Recently, I was fortunate enough to be humbled yet again through this awkward experience. I was at church, of all places, when I caught someone waving out of the corner of my eye. I recognized them, but I didn’t know them well, and I was slightly confused about why they would be waving at me. I glanced around, but didn’t see anyone else, so I slowly raised my arm to wave back. It was at this point when they smiled and pointed, and I looked behind me to see the person they were communicating with. While we all kind of laughed about the experience, it was an embarrassing reminder that the world does not revolve around me.
One of the lessons that we all have to learn at some point is that the world does not revolve around us. As children, we think that we are the center of attention, so we laugh when we are happy and cry when we are sad. As we get older we are supposed to mature out of this stage. Yet at times we still find ourselves thinking we are the center of attention. At some point we have to realize that it’s not all about us. We are simply playing a minor or supporting role in the story. The story is about God.
This is especially true when we consider missional living. We have been starting to change our paradigm recently to realize that we are being sent. Our goal is not just to escape from the world, or even try to get the world to come to “church.” Instead, our goal is to view ourselves as being sent into the world to proclaim that the kingdom of heaven is near. Our task is to take the good news of the kingdom to the places that we inhabit; where we work, live, and play. As we change our paradigm, it’s easy to become overwhelmed because the task seems harder. We weren’t trained for this. No one taught us how to live missionally. But, we start to trust God, recognizing that if God is sending us God will provide for us. Still, we have to realize, we are not on mission promoting ourselves or our church, we are promoting God. God is the center of the story.
Consider Jesus’s sending of the seventy in Luke 10. Jesus sends the seventy out in pairs to “all the towns and places where he himself intended to go.” The seventy are sent specifically to places Jesus is intending to go. Jesus is going to follow them, all they have to do is plant seeds.
Or consider the story of Moses in Exodus. God comes to Moses at the burning bush and sends him to Egypt to lead the people out of slavery to the promised land. Yet God is constantly reminding Moses that God is actually the one who will bring redemption. “I have heard my people. I have seen their misery. I will rescue them. I will bring them out with my mighty hand. I the Lord will do this.” While Moses is sent, and plays an important role, God is the one bringing redemption. It is God’s mission.

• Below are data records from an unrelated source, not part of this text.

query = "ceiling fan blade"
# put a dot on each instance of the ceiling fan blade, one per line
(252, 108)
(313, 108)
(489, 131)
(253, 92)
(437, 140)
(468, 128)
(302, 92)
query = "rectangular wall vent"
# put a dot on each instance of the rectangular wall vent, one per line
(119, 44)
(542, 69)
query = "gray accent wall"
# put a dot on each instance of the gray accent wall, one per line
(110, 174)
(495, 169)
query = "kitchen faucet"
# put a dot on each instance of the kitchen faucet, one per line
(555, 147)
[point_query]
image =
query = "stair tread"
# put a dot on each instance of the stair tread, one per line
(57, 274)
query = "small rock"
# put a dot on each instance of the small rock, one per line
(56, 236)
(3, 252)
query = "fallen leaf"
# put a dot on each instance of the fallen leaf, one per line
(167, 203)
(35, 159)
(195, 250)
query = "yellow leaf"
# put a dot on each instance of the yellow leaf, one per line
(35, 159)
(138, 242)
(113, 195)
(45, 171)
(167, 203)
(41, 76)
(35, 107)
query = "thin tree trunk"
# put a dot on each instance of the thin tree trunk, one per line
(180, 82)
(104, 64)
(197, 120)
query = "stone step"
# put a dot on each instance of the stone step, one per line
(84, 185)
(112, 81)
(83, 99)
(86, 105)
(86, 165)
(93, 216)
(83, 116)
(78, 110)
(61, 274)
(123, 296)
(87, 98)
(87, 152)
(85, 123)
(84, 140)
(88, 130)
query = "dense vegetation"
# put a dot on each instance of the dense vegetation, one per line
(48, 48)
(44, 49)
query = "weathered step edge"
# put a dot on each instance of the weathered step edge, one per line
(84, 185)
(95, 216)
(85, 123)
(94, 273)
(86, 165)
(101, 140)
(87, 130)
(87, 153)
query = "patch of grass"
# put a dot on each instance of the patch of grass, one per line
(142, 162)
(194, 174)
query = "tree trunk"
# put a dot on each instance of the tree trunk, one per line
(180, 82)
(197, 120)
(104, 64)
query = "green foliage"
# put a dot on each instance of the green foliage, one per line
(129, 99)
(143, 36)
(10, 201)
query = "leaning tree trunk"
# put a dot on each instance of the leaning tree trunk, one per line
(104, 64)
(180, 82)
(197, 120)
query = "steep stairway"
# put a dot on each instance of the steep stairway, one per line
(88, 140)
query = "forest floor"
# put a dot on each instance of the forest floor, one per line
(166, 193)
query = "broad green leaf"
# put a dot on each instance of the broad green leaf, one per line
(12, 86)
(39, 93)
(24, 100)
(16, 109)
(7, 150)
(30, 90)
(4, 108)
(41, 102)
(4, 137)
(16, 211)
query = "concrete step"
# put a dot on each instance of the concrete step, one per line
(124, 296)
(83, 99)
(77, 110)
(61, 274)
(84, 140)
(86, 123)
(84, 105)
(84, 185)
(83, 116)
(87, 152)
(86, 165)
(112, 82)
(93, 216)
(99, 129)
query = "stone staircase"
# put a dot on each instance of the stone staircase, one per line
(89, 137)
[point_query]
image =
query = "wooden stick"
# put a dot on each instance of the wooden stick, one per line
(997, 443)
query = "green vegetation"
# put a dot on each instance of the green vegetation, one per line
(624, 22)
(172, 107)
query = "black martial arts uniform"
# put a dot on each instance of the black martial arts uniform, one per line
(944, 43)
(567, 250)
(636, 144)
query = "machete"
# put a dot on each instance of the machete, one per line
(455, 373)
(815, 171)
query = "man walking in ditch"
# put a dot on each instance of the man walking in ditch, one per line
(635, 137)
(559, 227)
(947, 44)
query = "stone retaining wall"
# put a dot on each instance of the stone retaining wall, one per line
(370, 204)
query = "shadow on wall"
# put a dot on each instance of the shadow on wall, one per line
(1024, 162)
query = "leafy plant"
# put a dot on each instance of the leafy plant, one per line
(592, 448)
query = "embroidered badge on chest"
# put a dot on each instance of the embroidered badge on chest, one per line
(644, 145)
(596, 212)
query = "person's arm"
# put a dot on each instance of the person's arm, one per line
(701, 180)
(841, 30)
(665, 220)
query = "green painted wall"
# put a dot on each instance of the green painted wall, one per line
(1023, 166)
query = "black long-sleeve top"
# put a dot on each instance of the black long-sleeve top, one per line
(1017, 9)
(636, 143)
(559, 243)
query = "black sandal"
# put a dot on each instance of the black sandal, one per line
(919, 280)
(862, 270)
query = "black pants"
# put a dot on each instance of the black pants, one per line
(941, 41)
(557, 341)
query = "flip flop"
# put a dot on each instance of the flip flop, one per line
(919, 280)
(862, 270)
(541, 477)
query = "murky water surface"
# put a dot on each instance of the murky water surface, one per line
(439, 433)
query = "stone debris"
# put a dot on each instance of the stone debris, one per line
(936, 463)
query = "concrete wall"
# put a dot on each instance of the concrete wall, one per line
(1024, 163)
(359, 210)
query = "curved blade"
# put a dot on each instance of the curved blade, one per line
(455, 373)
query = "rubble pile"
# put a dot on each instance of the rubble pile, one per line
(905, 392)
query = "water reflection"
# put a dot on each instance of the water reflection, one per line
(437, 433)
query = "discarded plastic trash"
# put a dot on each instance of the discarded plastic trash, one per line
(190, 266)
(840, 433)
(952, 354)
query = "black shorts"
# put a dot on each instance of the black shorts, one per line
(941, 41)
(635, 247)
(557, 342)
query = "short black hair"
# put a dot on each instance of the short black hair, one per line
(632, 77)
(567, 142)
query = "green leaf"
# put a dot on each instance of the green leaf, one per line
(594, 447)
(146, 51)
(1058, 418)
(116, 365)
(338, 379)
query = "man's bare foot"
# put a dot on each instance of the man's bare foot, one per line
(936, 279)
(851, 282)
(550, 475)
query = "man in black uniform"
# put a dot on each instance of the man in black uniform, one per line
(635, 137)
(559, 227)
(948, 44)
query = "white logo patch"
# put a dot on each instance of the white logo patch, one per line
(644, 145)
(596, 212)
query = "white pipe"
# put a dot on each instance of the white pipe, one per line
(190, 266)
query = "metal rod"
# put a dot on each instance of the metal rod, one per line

Our task is not to redeem the world. Our task is to announce the kingdom. God’s mission is to redeem and restore what was lost, and God invites us to join in God’s mission. We have a role to play, to announce the kingdom, but the story is still about what God is doing. It’s still God’s mission.
I appreciate the way Paul speaks to the Corinthians when considering different roles. “I planted and Apollos watered, but God caused the growth.” (1 Corinthians 3:6) Our job may be to simply plant the seed. God will send another to water. But ultimately, God is the one in charge.
Thus missional living is about joining God’s mission in what God is doing. As we love in Jesus’s name. As we share a cup of cold water. As we reach out to co-workers. As we invite neighbors to our homes. As we strive to display kindness at the restaurant, we are planting seeds. We are going on mission with God. And God will cause the growth.
We have but one simple task, to proclaim the kingdom of heaven is at hand. God will do the rest, because it’s God’s mission.